医療の不確実性を考える(20)

医療の不確実性を考える(20)

弁護士 莇 立明あざみ たつあき

万能でない医療事故調査委

 まもなく、朝日新聞の「私の視点」欄に、表題のタイトルで私の文章が掲載される。字数に制約があり、舌足らずであるが、その全文を以下に再録して、本連載の終わりとしたい。

◇   ◇

 10月2日、富山での日弁連人権大会で一般医療事故についてのシンポが開催され、国に対して「医療従事者のほか、患者の立場を代表する者や法律家など」で構成する、公正で中立的な第三者調査機関を設置することを要望する宣言が採択された。厚生労働省も医療版事故調査委の設置大綱案を発表しており、これに対する在野法曹団体の意見を表明したものだ。

 しかし、両者の案ともいかにも未消化であるとの思いを禁じ得ないし、一般の議論も盛り上がっていない。無理もないことで、この問題に関心を寄せる弁護士は訴訟を担当する患者側、医療側の限られた人たちで、一般弁護士でも関心は薄い。

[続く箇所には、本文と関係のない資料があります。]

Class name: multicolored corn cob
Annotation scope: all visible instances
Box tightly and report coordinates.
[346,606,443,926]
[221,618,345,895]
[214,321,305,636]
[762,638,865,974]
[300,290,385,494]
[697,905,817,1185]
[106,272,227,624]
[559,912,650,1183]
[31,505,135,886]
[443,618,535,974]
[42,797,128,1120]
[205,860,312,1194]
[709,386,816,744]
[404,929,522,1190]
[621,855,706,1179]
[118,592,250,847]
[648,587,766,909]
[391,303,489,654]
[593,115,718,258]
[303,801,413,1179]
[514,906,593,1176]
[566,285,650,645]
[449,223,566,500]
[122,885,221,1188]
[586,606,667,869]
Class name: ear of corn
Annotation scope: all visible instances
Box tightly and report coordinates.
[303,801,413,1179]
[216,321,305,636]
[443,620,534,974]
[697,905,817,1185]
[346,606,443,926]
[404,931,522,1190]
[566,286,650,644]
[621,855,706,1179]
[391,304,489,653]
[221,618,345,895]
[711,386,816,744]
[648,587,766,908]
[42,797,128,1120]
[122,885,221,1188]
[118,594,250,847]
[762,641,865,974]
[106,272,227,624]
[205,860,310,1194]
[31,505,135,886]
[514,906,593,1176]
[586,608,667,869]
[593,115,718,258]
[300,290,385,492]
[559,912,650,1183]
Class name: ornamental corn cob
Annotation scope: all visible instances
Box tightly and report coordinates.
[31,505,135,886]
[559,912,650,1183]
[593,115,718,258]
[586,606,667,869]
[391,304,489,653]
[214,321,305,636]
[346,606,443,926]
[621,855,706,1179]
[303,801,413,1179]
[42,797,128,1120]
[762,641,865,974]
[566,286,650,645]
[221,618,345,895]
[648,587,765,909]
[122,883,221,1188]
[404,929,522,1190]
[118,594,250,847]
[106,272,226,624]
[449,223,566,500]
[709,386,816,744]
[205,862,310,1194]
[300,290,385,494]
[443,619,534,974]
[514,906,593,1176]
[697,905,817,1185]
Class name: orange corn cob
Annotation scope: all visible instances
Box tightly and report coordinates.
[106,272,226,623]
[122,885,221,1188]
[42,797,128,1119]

 長く患者サイドで働き続けてきた弁護士によると、裁判で勝訴しても被害者の置かれた実情は変わらないという。「医療事故」「医療過誤」を積極的に取り上げようとしない医療界の体質、「臭いものには蓋を」と隠す文化の蔓延が問題であり、調査委発足により医療界が公正、客観的な事故調査を行えるようにすると強調されている。

 疑問を感じるのはまず、調査委の具体的な目標が何かはっきりしない。医師の事故に対する責任の有無を早期に決めて、患者側の要求に答えさせる狙いと思われる。しかし、医療事故の発生原因は初歩的な単純ミスが多いけれど、原因が直ぐに判明せず、究明しようとしても道筋が多様である例もある。

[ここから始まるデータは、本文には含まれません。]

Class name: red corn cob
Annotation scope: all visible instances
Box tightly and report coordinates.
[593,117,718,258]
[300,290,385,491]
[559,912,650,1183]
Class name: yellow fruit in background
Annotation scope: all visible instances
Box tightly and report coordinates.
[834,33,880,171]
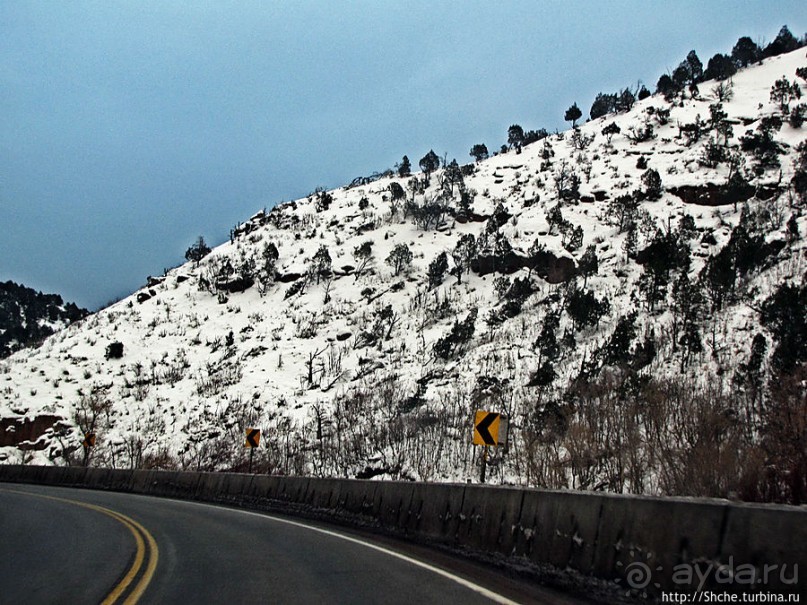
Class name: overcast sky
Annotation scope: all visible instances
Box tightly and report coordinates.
[0,0,807,309]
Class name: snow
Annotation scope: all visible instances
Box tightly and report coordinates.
[0,49,807,482]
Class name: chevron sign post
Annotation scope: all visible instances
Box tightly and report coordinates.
[474,410,507,483]
[244,428,261,473]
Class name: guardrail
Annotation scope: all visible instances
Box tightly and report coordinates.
[0,465,807,596]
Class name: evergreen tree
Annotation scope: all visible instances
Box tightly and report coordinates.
[589,92,616,120]
[563,103,583,128]
[386,244,412,276]
[762,25,800,57]
[469,143,488,162]
[398,156,412,178]
[507,124,524,150]
[703,53,737,80]
[419,149,440,179]
[451,233,476,284]
[731,36,762,67]
[426,252,448,290]
[602,122,622,145]
[185,235,210,265]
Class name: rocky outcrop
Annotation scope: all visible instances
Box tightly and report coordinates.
[667,183,779,206]
[0,415,64,450]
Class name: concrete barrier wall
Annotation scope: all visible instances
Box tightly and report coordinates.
[0,465,807,595]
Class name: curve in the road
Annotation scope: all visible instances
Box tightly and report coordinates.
[3,489,160,605]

 また「臭いものには蓋を」との発想自体が、悪いことをしているのに認めないとの被害者意識が突出している。医療事故にはミスのないもの、原因が不明なもの、不可抗力と判断されるものがある。生体変化の不可知さ、医療が持つ本質的な不確実性から、事故の真相究明には、その科の複数の専門家に任せる方が良い場合がある。第三者が入ったからといって正しい究明がされる保証はない。

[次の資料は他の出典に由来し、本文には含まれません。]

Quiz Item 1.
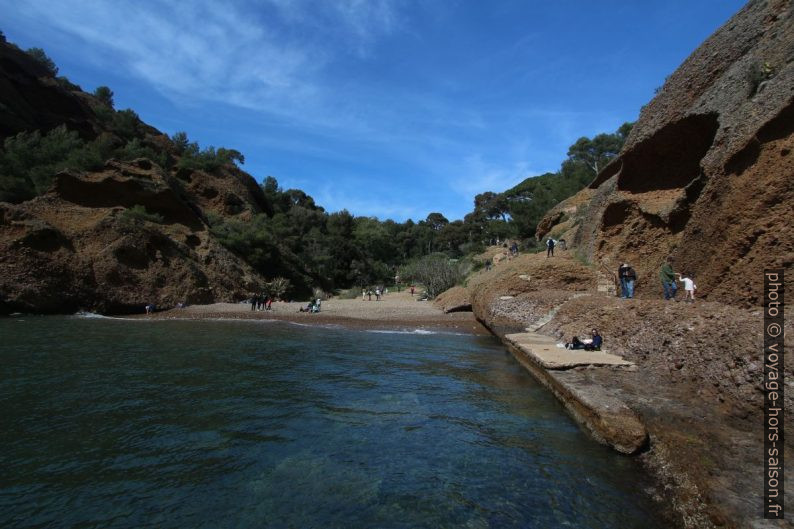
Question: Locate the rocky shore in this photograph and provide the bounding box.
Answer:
[458,252,794,528]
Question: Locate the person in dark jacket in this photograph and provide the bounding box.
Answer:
[618,263,629,299]
[584,329,604,351]
[659,257,678,301]
[623,264,637,299]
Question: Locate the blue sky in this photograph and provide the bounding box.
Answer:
[0,0,744,220]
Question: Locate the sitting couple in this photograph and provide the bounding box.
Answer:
[565,329,604,351]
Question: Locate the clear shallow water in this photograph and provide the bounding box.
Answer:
[0,317,664,528]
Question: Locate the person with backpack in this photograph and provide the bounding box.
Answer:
[618,263,629,299]
[659,256,678,301]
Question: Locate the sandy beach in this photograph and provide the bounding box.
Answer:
[141,292,489,334]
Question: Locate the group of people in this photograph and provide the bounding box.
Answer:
[298,298,322,313]
[546,237,566,258]
[251,293,273,311]
[618,257,697,303]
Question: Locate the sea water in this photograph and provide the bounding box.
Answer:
[0,317,664,529]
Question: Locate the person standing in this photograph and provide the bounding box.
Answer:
[659,256,678,301]
[624,264,637,299]
[676,274,698,303]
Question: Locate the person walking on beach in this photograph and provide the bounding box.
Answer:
[659,256,678,301]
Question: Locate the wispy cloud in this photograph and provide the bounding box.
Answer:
[11,0,406,125]
[447,154,539,198]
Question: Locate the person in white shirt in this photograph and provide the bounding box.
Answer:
[676,274,698,303]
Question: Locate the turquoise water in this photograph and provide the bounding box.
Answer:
[0,317,664,528]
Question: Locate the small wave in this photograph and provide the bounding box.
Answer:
[74,310,116,320]
[367,329,440,334]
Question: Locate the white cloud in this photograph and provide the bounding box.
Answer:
[11,0,406,126]
[448,154,540,198]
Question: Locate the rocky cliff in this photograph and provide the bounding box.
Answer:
[458,0,794,527]
[537,0,794,307]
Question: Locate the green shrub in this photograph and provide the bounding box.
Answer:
[94,86,113,108]
[121,204,164,224]
[400,253,462,298]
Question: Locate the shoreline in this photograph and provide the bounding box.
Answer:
[133,292,491,335]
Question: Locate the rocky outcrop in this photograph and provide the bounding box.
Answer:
[537,0,794,307]
[0,159,262,314]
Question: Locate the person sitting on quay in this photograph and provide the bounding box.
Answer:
[584,329,604,351]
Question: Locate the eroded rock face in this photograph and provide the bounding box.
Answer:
[537,1,794,307]
[0,160,261,313]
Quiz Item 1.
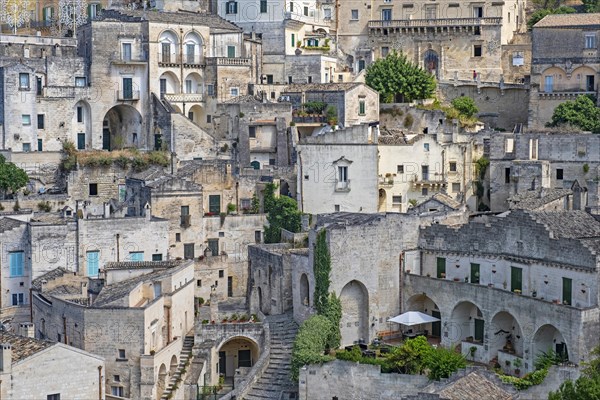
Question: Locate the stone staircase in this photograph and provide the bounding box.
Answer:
[244,313,298,400]
[160,334,194,400]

 「隠す文化」が医療界に蔓延しているといわれるけれども、患者の医療に対する無謬性の誤解も根強く蔓延している。予想外の悪しき結果に対する医師への失望が恨みや猜疑心へと発展しやすい。「隠す文化」といわれるけれど、それは患者側の態度との相対関係にあり、医師を一方的に非難するのは公平ではなかろう。

 良質な医療の実現には具体的な課題が多い。何よりもまず、医師の資質、技術の向上、そのための研修、訓練の強化が求められる。そのためにも取り巻く外的条件整備が必須であり、医師の労働条件の悪化を阻止することが緊急に求められる。政府の医療費抑制政策の転換が必要であり、医療事故の防止と医療安全対策は平行して進められるべき課題だ。